Getting Started

Installation

Install the ck CLI, authenticate with your license key, and install your first kit into Claude Code — globally or per project.

This guide takes you from nothing to a kit installed in Claude Code. It takes about two minutes.

Requirements

  • Node.js 18 or newer. Check with node -v.
  • Claude Code installed and working. ClaudeKit installs files into Claude Code's commands/, skills/, and agents/ directories; it does not replace Claude Code.
  • A ClaudeKit license key. You receive one by email after purchase. See Billing for plans, or buy a kit.

1. Install the CLI

Install the claudekits package globally from npm. It exposes two binaries — claudekit and the short alias ck (used throughout these docs):

npm i -g claudekits
bash

Verify the install:

ck --version
bash

2. Authenticate

Authenticate with your license key. This validates the key against theclaudekit.com/api/license/validate, registers this device as an activation, and caches your credentials in ~/.claudekit/config.json:

ck auth <license-key>
bash

To see who you are authenticated as and which kits your key unlocks:

ck whoami
bash

For the full validation and activation model, see License validation.

3. Install a kit

Install any kit your license unlocks. By default the kit installs globally into ~/.claude/, so it is available in every Claude Code session on this machine:

ck install seokit
bash

The CLI re-validates your license, downloads the versioned release zip from the ClaudeKit API, copies the files into commands/, skills/, and agents/, and then prints the token ledger — the measured cost of every file plus the total context budget impact.

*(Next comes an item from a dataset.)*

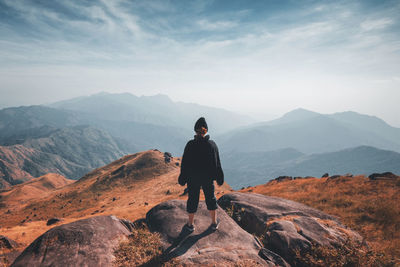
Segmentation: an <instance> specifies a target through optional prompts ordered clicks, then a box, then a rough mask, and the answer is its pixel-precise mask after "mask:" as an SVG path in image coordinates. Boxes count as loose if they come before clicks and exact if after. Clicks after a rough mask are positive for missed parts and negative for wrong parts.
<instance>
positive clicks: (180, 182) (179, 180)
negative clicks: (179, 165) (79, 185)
mask: <svg viewBox="0 0 400 267" xmlns="http://www.w3.org/2000/svg"><path fill="white" fill-rule="evenodd" d="M188 150H189V143H187V144H186V146H185V150H184V152H183V156H182V162H181V173H180V174H179V177H178V183H179V184H180V185H181V186H184V185H185V184H186V183H187V157H188Z"/></svg>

Prefer Claude Code's native plugin system? Every kit also installs as a plugin:

ck install seokit

Global vs project install

Use the -l / --local flag to install into the current project at ./.claude/ instead, so the kit is only active in that project:

ck install seokit --local
bash
ScopeFlagInstall pathAvailable in
Global (default)none~/.claude/every project on this machine
Project-l, --local./.claude/the current project only

Project installs win when a kit is installed both globally and locally, which lets you pin a specific version per project. Use --force to overwrite an existing install of the same kit.

4. Verify

List everything your license owns and its installed state:

ck list
bash

You should see the kit you just installed marked as installed, with its version. Open a Claude Code session and run one of the kit's namespaced commands (for example /seo-audit) to confirm it is wired up. To audit what the install costs your context window at any time:

ck tokens seokit
bash

Troubleshooting

ck: command not found (PATH)

The global npm bin directory is not on your PATH. Find it with npm bin -g (or npm prefix -g, then append /bin) and add that directory to your shell profile (~/.zshrc, ~/.bashrc, or ~/.profile). Restart your shell and try again. Running ck doctor will also report a missing-PATH condition.

EACCES permission errors on npm i -g

Your global npm prefix is owned by root. The clean fix is to point npm at a user-owned prefix:

npm config set prefix ~/.npm-global
bash

Add ~/.npm-global/bin to your PATH, then reinstall. Avoid sudo npm i -g — it creates root-owned files that cause this same error later. A Node version manager such as nvm or fnm avoids the problem entirely.

Corporate proxy / firewall

If you are behind a proxy, point npm and the CLI at it:

npm config set proxy http://proxy.example.com:8080
npm config set https-proxy http://proxy.example.com:8080
bash

The ck CLI honours the standard HTTPS_PROXY, HTTP_PROXY, and NO_PROXY environment variables. License validation and kit downloads both need outbound HTTPS to theclaudekit.com. Allowlist that host if your network blocks it.

Anything else

Run ck doctor — it checks for Claude Code, ~/.claude permissions, a valid license, version drift, orphaned files, and token-budget warnings. Attach its output when you contact Support.